These new ways of producing energy can be employed in household environments to support the concept of decentralisation of energy sources.
The researchers employed the nanoscale phenomenon called ”Electrokinetic streaming potential” to harvest energy from flowing water on the small length scale like water flowing through household water taps.
Similarly, the ”Contrasting Interfacial Activities” different types of semiconducting materials were employed to generate power from stagnant water, according to the study published in ACS Applied Nanomaterials.
The impending energy crisis that has arisen from the dual problems of dwindling fossil fuel reserves and environmental issues associated with the use of such fuel, has led to considerable research in alternative energy sources such as light, heat, wind, ocean waves, etc.
The generation of energy from water in various forms – river flow, ocean tides, stagnant water, and even raindrops, is now known as ”blue energy”.
While hydroelectric power from rivers is the traditional form of blue energy, there have been efforts to harness the power of water in other ways in recent years.
“When fluids stream through tiny channels that are charged, they can generate an electrical voltage, which may be harnessed through miniaturised generators”, said study researcher Dr. Kalyan Raidongia, Department of Chemistry, IIT Guwahati.

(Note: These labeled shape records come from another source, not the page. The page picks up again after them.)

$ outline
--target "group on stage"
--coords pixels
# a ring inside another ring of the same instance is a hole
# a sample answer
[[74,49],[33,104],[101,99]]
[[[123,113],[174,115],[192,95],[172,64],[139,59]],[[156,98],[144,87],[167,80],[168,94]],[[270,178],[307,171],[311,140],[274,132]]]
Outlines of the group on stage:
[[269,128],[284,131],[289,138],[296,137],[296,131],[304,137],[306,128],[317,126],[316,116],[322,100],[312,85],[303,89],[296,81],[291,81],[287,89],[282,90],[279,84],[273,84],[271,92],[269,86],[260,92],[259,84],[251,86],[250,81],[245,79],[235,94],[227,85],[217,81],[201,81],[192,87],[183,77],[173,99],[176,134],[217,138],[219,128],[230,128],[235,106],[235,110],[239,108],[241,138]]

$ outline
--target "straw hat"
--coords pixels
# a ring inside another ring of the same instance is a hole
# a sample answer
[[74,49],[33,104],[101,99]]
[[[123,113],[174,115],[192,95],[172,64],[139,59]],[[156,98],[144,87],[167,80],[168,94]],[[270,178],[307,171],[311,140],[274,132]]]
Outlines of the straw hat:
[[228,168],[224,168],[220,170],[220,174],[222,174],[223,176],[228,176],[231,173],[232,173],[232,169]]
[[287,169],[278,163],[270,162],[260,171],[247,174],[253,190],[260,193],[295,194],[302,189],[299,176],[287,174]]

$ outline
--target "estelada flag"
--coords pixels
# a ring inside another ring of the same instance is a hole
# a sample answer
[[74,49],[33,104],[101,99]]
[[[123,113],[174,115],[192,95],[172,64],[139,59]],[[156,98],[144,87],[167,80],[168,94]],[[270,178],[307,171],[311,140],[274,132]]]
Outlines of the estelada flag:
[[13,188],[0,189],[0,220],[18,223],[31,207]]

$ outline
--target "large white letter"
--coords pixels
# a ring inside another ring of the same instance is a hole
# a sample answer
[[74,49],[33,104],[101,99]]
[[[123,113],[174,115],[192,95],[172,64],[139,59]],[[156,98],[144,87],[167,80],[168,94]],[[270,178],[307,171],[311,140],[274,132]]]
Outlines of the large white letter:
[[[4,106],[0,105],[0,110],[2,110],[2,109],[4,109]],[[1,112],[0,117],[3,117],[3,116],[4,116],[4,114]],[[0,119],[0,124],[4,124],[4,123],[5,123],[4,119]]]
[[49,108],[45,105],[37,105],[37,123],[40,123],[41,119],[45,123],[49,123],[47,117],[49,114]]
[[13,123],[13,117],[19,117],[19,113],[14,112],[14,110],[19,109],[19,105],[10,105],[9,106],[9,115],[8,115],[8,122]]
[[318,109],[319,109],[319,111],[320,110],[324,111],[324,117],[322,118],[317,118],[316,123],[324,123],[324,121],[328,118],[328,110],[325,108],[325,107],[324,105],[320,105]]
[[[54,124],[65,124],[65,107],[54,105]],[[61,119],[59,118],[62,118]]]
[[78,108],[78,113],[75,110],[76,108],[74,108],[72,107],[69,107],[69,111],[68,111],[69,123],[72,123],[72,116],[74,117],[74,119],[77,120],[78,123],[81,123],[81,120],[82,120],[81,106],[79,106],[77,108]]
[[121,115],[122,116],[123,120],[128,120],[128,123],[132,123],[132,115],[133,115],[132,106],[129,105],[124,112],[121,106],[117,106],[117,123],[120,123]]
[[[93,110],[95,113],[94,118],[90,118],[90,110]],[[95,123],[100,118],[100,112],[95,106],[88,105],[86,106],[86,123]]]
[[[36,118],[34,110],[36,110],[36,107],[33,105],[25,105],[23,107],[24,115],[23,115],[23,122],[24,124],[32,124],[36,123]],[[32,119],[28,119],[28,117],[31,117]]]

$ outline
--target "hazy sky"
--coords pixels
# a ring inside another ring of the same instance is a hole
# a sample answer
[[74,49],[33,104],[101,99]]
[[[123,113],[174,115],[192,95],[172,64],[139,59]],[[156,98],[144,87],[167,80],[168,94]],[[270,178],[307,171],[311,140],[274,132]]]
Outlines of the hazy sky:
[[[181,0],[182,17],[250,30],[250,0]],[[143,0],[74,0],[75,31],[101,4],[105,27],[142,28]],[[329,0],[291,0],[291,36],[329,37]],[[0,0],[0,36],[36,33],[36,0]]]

Although the exploration of such electrokinetic phenomena and their possible use for energy conversion have been known for more than half a century, they have not been harnessed because of low efficiency arising from the unsuitability of channels for the fluid stream.
The humble efficiency of electrokinetic streaming potential based energy generating devices is attributed to the trade-off between high flow-rate and nanofluidic confinement.
The researchers demonstrated that power output can be improved by thousand times by attaining the best out of these parameters through biconical nanofluidic channels that interconnect tetrahedral and octahedral voids in the close-packed silica spheres.
Enhancement in the power density can be brought about through control of multiple parameters such as the diameter of the close-packed spheres, number of the spheres, the contact area of the electrodes, and pH of the streaming water, and the team is currently involved in such optimization efforts.
In order to extract power from stagnant water, devices were fabricated by employing doped graphene flakes, the Institute said in a statement.
The complementary charge transfer activities of doped graphene flakes based devices generate power just upon dipping in any kind of water source, like lake, river or seawater.